U.S. Sen. Johnny Isakson, R-Ga. (2009)

Monday night, on the eve of an election that would almost surely send Sen. Isakson back to Washington for another term, the focus of one event in Athens was not on politics or politicians, but on a veteran Georgia journalist who chronicled both for more than half a century.

Bill Shipp, 83, the longtime Atlanta Constitution reporter, editor, columnist and political gadfly whose columns graced these pages for years before his 2009 retirement (the occasion for Isakson’s wry tribute), was inducted Monday into the Georgia Writers Hall of Fame.

Shipp’s career of locking horns with the high and mighty was launched before he was even out of school.

He began college at Emory University, but transferred to the University of Georgia when Emory dropped its journalism major in 1952, according to his Hall of Fame biography.

The very next year, as Red and Black co-editor with Walter Lundy, Shipp editorially challenged the segregationist policies and politics of the university, the Board of Regents and Gov. Herman Talmadge. The backlash included threats of official censorship, funding cuts and staff firings. Shipp, Lundy and two other editors resigned, and — again, according to the HofF bio — Shipp was “told by faculty and administrators that everybody would be more comfortable if he left the university,” at which point he quit UGA and joined the Army.

But his courage in Athens had caught the attention, and public support, of legendary Atlanta editor Ralph McGill. Shipp was hired at the Constitution after his military service, and was state news editor by 1959.

Among the historic news Shipp would cover in the coming decades as investigative reporter, editor, editorial writer and/or columnist were some of the most important stories of the 20th century — the Birmingham church bombings, desegregation of Southern universities, and the 1964 Klan murder of Lemuel Penn, a black World War II veteran on his way from Fort Benning to Washington. He exposed crime and corruption in the Atlanta Police Department. And it was Bill Shipp who first reported that a Georgia peanut farmer from Plains had decided to run for president.

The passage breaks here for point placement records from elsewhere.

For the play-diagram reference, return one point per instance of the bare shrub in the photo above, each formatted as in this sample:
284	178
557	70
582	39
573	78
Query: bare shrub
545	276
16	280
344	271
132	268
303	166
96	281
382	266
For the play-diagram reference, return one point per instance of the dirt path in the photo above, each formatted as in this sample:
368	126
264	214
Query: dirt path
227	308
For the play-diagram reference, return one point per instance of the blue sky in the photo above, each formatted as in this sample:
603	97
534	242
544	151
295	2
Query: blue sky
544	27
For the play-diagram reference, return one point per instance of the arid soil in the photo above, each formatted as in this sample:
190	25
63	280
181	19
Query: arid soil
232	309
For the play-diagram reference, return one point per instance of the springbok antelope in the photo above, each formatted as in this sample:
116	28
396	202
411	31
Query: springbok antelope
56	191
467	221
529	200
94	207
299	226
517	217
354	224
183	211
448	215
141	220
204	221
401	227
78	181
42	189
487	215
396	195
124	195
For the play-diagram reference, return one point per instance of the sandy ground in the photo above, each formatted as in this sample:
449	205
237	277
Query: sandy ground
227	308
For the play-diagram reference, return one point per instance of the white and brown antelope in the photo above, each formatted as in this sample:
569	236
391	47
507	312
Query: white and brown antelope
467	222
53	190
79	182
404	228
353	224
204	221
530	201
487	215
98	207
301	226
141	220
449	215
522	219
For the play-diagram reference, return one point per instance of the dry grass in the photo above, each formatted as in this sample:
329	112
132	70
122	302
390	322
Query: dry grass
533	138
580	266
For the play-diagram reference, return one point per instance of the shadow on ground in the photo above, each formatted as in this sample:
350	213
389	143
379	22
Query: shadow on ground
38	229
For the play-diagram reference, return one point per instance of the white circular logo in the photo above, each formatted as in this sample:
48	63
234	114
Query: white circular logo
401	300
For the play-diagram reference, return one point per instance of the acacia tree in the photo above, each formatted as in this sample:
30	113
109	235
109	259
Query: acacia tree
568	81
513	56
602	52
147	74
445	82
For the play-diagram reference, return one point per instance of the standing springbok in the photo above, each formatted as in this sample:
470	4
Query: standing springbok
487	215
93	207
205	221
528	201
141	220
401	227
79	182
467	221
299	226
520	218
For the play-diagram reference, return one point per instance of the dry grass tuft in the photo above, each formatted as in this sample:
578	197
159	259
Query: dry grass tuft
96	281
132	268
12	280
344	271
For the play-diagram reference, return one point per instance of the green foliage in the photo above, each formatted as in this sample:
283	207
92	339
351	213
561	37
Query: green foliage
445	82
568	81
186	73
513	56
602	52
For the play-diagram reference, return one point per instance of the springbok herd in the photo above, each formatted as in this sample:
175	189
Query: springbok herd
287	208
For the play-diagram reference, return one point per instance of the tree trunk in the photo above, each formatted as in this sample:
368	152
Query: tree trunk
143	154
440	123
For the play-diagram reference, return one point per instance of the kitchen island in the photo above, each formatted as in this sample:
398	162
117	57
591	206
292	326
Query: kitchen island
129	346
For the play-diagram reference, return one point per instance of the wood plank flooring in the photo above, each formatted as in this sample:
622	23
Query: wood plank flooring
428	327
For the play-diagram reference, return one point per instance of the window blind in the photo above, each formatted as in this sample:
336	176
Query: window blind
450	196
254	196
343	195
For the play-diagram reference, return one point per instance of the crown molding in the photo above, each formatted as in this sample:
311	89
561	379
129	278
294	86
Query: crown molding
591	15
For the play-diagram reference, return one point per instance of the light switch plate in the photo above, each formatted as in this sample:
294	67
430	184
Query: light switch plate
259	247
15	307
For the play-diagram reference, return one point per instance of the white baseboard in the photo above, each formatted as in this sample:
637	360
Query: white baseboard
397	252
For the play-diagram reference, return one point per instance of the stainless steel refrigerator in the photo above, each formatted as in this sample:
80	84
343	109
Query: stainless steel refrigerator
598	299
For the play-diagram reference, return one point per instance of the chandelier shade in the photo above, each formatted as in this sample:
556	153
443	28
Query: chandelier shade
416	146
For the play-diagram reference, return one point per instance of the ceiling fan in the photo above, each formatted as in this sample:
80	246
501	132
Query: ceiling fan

He worked independently after 1987 producing Bill Shipp’s Georgia, published by papers, including this one, across the state

Shipp’s Hall of Fame bio quotes this tribute from former Constitution colleague Jim Minter:

“The adversary relationship between newspapers and government is one of the cornerstones of democracy, although often an irritant to subjects of news coverage. Shipp has been a textbook example of how the relationship results in both better government and better newspapers.”